The problem is not hard to fix. In theory, at least, it demands little more than a change in attitude, a societal ratcheting down of the great expectations that now engulf women. Women need to realize that having it all means giving something up—choosing which piece of the perfect picture to relinquish, or rework, or delay.
If women are ever to solve the “women’s problem,” they also need to acknowledge that they can’t, and shouldn’t, do it alone. Men must help.
Both genders need to be more forthright in discussing the obstacles that women face. All too often, women are scared of raising the topic of gender with men, thinking it will brand them as radicals or troublemakers, while men are terrified of saying or doing anything that might classify them as politically incorrect. The result is that no one says anything productive at all.
Finally, it is crucial to remember whence we came. Feminism was never supposed to be a 12-step program toward personal perfection. It’s time now to go back, to channel the passion of our political foremothers and put it again to good use. We need to focus less of our energies on our own kids’ SAT scores and more on fighting for better public schools; less time on competitive cupcake-baking and more on supporting those few brave women willing to run for office. We need fewer individual good works and more collective efforts.
Feminism already taught us how to organize, how to agitate, how to petition for things like equal pay and better incentives for child care. We—the women born after feminism’s rise, the women who may have discarded or disdained it—ought to get back on that wheel and figure out how to make it work. Moreover, and with the benefits of 50 years behind us, we can also move to what might be considered a softer and gentler form of feminism, one less invested in proving women’s equality (since that battle has more or less been won) and less upset with men.

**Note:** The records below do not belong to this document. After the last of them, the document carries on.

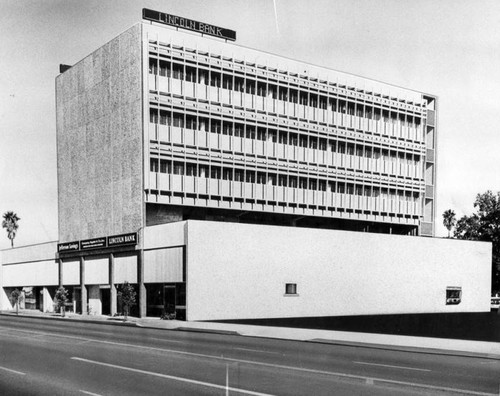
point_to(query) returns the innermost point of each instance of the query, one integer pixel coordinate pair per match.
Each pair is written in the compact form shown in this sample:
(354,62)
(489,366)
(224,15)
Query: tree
(127,297)
(10,223)
(484,225)
(16,297)
(449,220)
(60,299)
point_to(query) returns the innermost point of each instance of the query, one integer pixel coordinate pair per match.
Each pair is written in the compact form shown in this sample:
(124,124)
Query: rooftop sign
(188,24)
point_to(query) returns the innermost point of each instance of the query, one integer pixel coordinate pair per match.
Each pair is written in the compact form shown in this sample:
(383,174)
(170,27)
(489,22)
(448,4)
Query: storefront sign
(97,243)
(121,240)
(68,246)
(188,24)
(93,243)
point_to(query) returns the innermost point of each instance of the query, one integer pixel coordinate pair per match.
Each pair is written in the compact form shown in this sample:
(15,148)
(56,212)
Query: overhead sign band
(97,243)
(188,24)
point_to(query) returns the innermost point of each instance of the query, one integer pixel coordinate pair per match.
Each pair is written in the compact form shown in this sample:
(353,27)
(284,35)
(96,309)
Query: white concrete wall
(39,273)
(96,271)
(165,235)
(125,269)
(240,271)
(23,254)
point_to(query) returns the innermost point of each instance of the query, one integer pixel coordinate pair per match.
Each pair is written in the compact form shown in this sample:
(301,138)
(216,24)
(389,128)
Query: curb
(212,331)
(402,348)
(69,319)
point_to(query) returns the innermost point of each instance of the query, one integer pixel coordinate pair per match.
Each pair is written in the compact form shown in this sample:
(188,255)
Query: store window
(291,289)
(453,295)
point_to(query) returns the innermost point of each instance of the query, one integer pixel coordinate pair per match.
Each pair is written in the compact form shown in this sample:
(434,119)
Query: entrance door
(105,301)
(169,299)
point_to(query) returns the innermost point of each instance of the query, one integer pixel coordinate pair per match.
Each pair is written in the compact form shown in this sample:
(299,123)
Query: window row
(287,94)
(255,132)
(273,179)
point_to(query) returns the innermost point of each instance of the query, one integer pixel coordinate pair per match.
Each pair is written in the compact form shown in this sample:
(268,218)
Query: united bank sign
(189,24)
(98,243)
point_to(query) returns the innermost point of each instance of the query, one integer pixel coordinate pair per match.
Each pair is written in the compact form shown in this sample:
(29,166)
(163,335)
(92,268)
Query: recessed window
(453,295)
(291,289)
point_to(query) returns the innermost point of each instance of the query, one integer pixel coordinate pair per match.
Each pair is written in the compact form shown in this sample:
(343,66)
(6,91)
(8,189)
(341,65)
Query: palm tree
(9,222)
(449,220)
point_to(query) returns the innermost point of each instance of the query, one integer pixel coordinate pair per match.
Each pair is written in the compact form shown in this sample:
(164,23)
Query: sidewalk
(482,349)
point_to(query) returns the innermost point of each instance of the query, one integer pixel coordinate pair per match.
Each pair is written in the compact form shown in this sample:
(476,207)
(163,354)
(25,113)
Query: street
(40,356)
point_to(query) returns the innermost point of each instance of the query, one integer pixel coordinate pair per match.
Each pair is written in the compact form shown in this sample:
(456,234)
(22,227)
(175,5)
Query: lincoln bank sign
(96,243)
(188,24)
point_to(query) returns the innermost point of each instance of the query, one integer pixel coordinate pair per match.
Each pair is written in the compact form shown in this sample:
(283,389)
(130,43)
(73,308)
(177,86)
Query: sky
(448,48)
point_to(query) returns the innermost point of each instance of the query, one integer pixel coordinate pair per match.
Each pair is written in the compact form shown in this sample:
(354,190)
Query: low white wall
(39,273)
(240,271)
(165,235)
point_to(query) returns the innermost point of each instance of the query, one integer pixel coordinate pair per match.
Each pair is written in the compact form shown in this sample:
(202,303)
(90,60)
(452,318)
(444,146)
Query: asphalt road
(42,357)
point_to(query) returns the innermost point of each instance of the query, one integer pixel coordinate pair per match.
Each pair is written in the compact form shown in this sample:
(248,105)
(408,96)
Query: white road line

Which brings me to my last point. The feminism that I recall was supposed to be joyous. It was about expanding women’s choices, not constraining them. About making women’s lives richer and more fulfilling. About freeing their sexuality and the range of their loves.
There was pain and sweat along the way, but the end point was idyllic, liberating women—liberating them—from the pains of the past and the present. Somewhere, though, the joy fell out of that equation, along with the satisfaction that true choice should bring. If women want to work in high-powered jobs, they should. If they want to work part time, or from home, or not at all if they can afford it, that’s perfectly all right, too. If they don’t want to be neurosurgeons or look like Barbie or hook up every weekend because it doesn’t give them pleasure, they should consciously and explicitly hold back, choosing not to indulge other people’s preferences. If they like to bake elaborate organic cupcakes, they should. And if they don’t, they should send Ring Dings to the bake sale and try not to feel guilty.
We need to struggle. We need to organize. And we need to dance with joy.